We hope our readership will be attentive to this trend in law and seek counsel regarding their rights and responsibilities including the risks and benefits, related to it. Some employers may wish to vigorously follow the literal language in HB 690; others may wish to be extremely cautious and wait and see how courts may interpret the constitutionality of its exemption provisions.
This is hardly a ringing endorsement of the implementing legislation's constitutionality.
At long last, I found what might pass for a defense of the constitutionality of the implementing legislation in the Ohio Legislative Services Commission's analysis of HB 690:
Section 34 of Article II, Ohio Constitution, . . . states that "laws may be passed fixing and regulating the hours of labor, establishing a minimum wage, and providing for the comfort, health, safety and general welfare of all employees; and no other provision of the constitution shall impair or limit this power," which Section 34a made no attempt to amend, repeal, or otherwise modify.
In other words, the argument is that the constitutional right to pass general minimum wage laws gives the legislature the power to take away a more specific, constitutional ly required, minimum wage.
I don't buy it.
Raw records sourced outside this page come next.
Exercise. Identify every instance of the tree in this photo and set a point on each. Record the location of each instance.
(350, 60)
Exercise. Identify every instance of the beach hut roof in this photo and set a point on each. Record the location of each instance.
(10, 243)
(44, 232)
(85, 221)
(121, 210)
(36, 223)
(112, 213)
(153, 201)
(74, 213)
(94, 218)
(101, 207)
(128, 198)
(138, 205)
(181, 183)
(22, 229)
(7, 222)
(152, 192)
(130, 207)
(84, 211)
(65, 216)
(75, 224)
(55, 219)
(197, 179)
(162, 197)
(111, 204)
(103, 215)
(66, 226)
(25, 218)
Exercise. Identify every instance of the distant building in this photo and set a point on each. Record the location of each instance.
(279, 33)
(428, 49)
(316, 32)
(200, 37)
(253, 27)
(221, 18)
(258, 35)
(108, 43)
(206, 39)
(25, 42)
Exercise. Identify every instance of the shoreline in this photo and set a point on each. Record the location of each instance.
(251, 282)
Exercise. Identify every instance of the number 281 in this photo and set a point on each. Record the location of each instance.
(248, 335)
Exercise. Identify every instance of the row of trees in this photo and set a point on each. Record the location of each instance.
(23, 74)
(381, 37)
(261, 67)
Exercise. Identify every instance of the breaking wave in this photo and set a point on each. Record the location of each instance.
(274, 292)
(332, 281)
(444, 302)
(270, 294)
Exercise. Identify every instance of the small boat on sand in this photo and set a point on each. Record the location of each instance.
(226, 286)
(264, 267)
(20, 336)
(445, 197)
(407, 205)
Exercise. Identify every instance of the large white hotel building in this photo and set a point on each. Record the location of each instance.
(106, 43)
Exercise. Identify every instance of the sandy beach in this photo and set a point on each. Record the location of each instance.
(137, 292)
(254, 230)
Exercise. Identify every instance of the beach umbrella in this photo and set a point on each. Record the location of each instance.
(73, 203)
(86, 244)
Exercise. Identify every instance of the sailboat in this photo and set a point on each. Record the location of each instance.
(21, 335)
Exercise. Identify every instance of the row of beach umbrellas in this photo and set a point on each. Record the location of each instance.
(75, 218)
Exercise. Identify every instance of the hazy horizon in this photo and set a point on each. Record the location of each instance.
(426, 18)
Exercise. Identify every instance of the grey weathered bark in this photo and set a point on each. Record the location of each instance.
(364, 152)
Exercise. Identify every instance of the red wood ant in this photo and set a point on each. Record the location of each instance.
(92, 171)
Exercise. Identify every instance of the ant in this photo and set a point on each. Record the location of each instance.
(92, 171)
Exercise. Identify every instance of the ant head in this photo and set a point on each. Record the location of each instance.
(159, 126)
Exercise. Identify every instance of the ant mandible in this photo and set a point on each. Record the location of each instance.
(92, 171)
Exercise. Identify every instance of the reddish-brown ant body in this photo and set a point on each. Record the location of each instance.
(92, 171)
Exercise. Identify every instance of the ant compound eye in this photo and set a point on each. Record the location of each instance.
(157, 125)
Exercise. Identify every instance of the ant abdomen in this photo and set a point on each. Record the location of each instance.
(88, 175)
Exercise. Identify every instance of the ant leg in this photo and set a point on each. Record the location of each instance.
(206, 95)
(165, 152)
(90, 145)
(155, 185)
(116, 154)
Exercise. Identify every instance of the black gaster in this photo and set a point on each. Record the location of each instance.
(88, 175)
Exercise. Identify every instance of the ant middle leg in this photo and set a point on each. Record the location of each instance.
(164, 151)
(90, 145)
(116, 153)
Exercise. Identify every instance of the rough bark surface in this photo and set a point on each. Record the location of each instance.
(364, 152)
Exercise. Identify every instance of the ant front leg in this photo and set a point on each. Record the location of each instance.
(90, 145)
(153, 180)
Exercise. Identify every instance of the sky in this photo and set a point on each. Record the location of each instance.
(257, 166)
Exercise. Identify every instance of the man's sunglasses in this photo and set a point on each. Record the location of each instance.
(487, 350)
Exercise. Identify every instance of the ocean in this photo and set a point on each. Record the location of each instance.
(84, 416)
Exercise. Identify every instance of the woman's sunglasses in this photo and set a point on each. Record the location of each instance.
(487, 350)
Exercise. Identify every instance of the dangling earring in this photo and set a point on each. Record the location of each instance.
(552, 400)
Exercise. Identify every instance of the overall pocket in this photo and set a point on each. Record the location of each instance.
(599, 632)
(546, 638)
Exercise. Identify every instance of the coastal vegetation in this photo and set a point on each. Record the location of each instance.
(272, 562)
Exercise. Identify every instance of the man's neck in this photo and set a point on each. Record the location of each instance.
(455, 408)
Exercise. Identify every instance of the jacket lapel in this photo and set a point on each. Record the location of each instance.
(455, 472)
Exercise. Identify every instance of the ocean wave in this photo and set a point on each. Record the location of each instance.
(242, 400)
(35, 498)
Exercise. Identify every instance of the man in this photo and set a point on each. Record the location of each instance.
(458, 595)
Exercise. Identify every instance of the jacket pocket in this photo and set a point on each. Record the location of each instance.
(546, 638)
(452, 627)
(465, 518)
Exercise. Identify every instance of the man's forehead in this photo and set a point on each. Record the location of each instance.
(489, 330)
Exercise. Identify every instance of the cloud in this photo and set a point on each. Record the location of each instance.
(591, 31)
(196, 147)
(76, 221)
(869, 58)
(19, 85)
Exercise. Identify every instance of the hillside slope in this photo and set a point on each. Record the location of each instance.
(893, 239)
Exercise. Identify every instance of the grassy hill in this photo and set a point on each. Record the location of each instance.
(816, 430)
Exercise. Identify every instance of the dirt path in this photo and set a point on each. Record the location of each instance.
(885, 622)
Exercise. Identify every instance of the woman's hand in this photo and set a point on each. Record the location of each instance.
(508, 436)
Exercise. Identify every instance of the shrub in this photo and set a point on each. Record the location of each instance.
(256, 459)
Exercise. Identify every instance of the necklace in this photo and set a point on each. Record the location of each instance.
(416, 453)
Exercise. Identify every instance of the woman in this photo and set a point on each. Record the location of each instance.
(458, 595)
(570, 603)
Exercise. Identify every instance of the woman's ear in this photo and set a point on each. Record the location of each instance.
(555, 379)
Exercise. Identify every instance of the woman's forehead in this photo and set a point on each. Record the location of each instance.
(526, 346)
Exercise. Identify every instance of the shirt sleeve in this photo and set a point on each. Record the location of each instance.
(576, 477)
Apparently, the Legislative Services Commission was not entirely sold on the argument either, concluding with this comment:
Section 34a stipulates that the section must be liberally construed in favor of its purposes. The section specifies that laws "may be passed to implement and create additional remedies, increase the minimum wage rate, and extend the coverage of the section, but in no manner restricting any provision of the section . . . ." If a court would find that the bill's provisions are considered a restriction on Section 34a, then the bill may be contrary to Section 34a.
So there it is. Weeks after passage of the legislation much has been written about it, but not in a defense of its constitutionality. Consequently, I suggest that the employer faced with the choice of paying the new minimum wage or relying on the constitutionality of the legislative exemptions should avoid relying on the exemptions.